I don't think that creating the graph with a throwaway-URI and then rely on
the undocumented behavior of the serialzer not to include throwaway-URI in
the generated serialization when serializazing against this throwaway-URI
is a good design choice.

>
> It is in the spirit of the web that resources can be represented in any
> format serializing the underlying data model. the "null relative URI"-hack
> breaks this principle.
>
>
> If HTML is the most widely used format which defines the web, then I'd say
> that the fact that you can use relative URLs in HTML and that they would
> work correctly in a POST on an LDPC shows that you are wrong.
>

> What you are discovering is the importance in pragmatics of indexicals -
> ie. relative URIs.
>
>
>
>> I think you'll find that if you POST
>> some html using this method to a server you'll get exactly the expected
>> behavior. All <a href="">this</a> will refer to the document itself.
>>
> Things are quite different in HTML. In HTML the data model supports
> relative URIs. So we can create the above snipped using the DOM and
> serialize it to HTML or XHTML.
>
>
> If I were to follow your argument above, I'd say the following: RDF can
> express the semantics of anything, so it must be possible for it to define
> the semantics of html too. Given that an RDF model of HTML would not have
> relative URIs, it follows that the model of HTML cannot have relative URLs.
>
>

Wrong. If you describe an HTML DOM in RDF the relative URIs would be
modeled as literals (e.g. xsd:String) in RDF. Besides what would your
argument proof it it was correct? That RDF is broken and we must use turtle
instead?


>
> But clearly that is wrong headed.
>

> Relative URLs are indexicals that get their meaning from the context of
> utterance. So just as different people saying "I" , the "I" refers to
> different people
> depending on who said what, so it does not follow that once you cannot
> replace the indexicals with determinate names to create sentences for which
> you
> can do logical transformations without worrying about context.
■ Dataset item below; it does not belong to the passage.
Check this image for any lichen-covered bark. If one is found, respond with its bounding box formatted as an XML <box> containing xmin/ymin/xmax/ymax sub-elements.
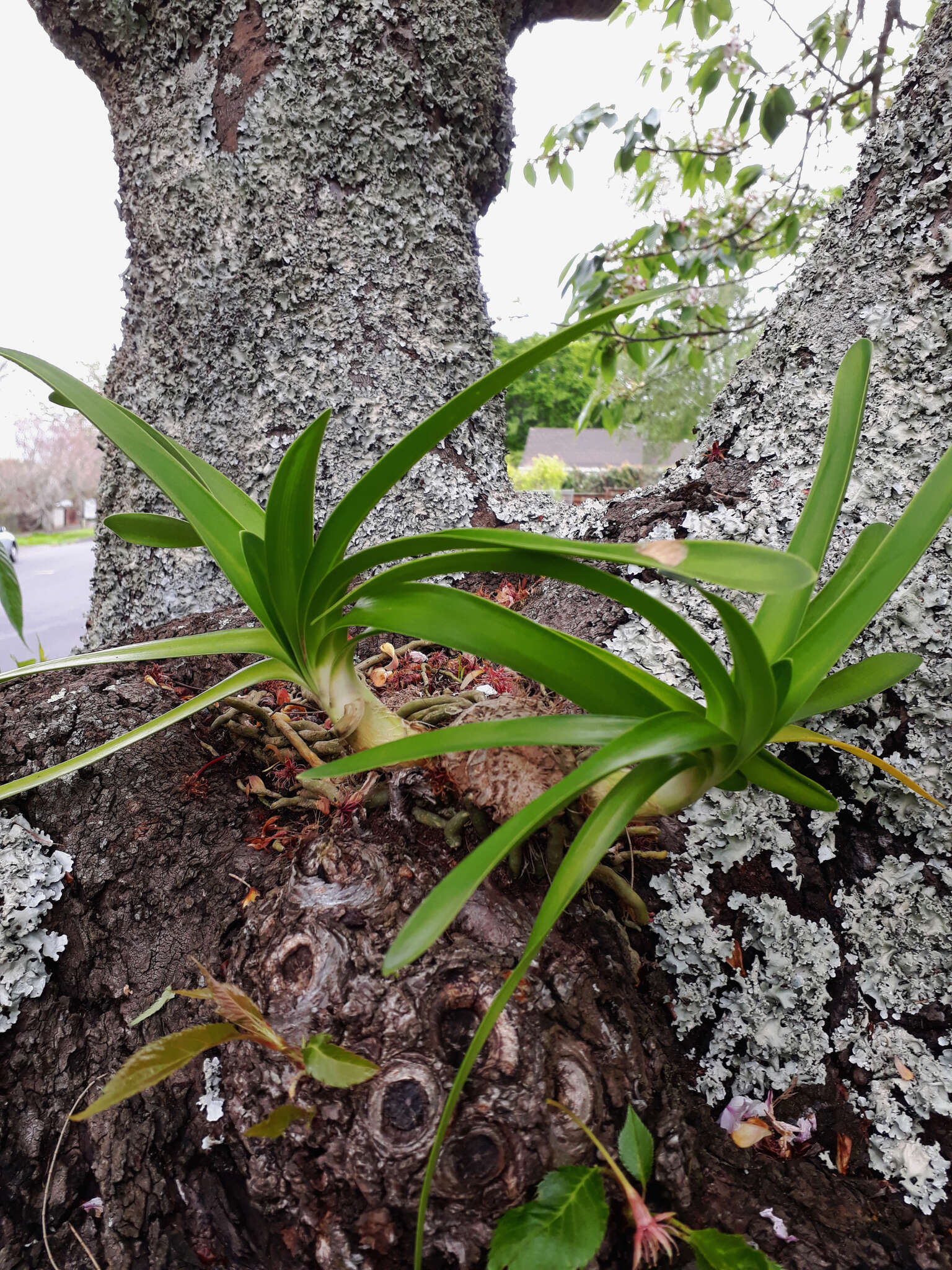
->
<box><xmin>0</xmin><ymin>4</ymin><xmax>952</xmax><ymax>1270</ymax></box>
<box><xmin>25</xmin><ymin>0</ymin><xmax>612</xmax><ymax>644</ymax></box>
<box><xmin>0</xmin><ymin>610</ymin><xmax>950</xmax><ymax>1270</ymax></box>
It is the
> function from syntax + context of utterance to model that gives you the
> model. Without the context you cannot create the model.
>

It's interesting that your analogy only holds for the situation where the
sender or any observer of the communication could deference the indexicals,
which is not the case for the proposed "null relative URI"-hack.
Pierre-Antoine's proposal also uses indexicals:

  <> rdfs:member [
    a o:Bond ;
    o:value 20000 ;
  ].

But in this proposal the indexical is optional. The sender could use a URI
instead of the indexical. It translates to a "you": You [shall] have a
member, this member is a o:Bond with o:value 2000. The source of this
statement clearly knows who this "you" is and could also use the URI of the
LDPC instead.

You are confusing indexicals with existentially quantified variables, such
variables are supported in RDF with bnodes.